In Chapter 5, various coating methods were introduced. A survey of the thermal-spraying-related methods, which contain a particularly large number of parameters, reveals that most of them were prepared under the conditions recommended for the conventional equipment; only a few reports have discussed controlling the coating structure at most by substrate heating. For example, if the preferential volatilization of Si occurs, substantially increasing the temperature above the melting point is unsuitable. Therefore, LPS under mild conditions could be more appropriate process than the conventional APS, which tends to cause evaporation of the particle surface through rapid heating. Thus, the properties of the coating could be dramatically changed by the selection of an appropriate particle heating mode.
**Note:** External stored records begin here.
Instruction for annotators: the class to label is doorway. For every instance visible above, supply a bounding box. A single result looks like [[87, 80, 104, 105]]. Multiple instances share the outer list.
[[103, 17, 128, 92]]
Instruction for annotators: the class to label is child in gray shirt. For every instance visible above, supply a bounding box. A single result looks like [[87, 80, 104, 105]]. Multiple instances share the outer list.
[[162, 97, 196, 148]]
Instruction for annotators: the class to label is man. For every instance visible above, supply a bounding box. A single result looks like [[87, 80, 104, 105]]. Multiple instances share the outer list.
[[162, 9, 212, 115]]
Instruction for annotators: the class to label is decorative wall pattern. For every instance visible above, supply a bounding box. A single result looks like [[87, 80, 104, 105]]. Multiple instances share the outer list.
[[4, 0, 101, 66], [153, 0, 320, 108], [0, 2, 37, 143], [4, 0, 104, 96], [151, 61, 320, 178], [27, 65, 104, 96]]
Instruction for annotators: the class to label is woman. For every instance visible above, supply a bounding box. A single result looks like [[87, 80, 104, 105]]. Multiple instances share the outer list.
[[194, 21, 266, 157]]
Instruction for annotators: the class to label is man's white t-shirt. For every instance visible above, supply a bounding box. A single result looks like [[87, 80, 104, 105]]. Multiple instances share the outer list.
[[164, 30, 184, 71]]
In addition, the deposition of dense coatings requires a reduction of the deposition elements in size, so that the spraying of fine particles is considered a promising solution for EBC deposition. The spraying methods include processes such as AD, which can be used to fabricate a dense coating without particle melting, which is in contrast to SPS using the same fine particles. Some works using AD for developing EBCs have been reported.120,121,127–129) In addition, a recently developed hybrid aerosol deposition method has partly shown a promising capability for sealing of porous materials, which was difficult by AD, and its use is expected to expand into the field of EBCs.130–132)
Recent estimates indicate that reducing CO2 emissions by 80% in 2050 compared to 2013 levels will require reducing the emissions from power generation facilities to nearly zero; to this end, hydrogen energy is considered a key energy source.133) From this perspective, an energy system that uses hydrogen as an energy medium is important in all aspects. The partial pressure of water vapor will be even higher in power generation systems that use hydrogen combustion, leading a further demand for EBCs. Under these circumstances, the demand for coating methods will naturally increase, and the demand for the fine particle spray coating technology is expected to increase in the near future.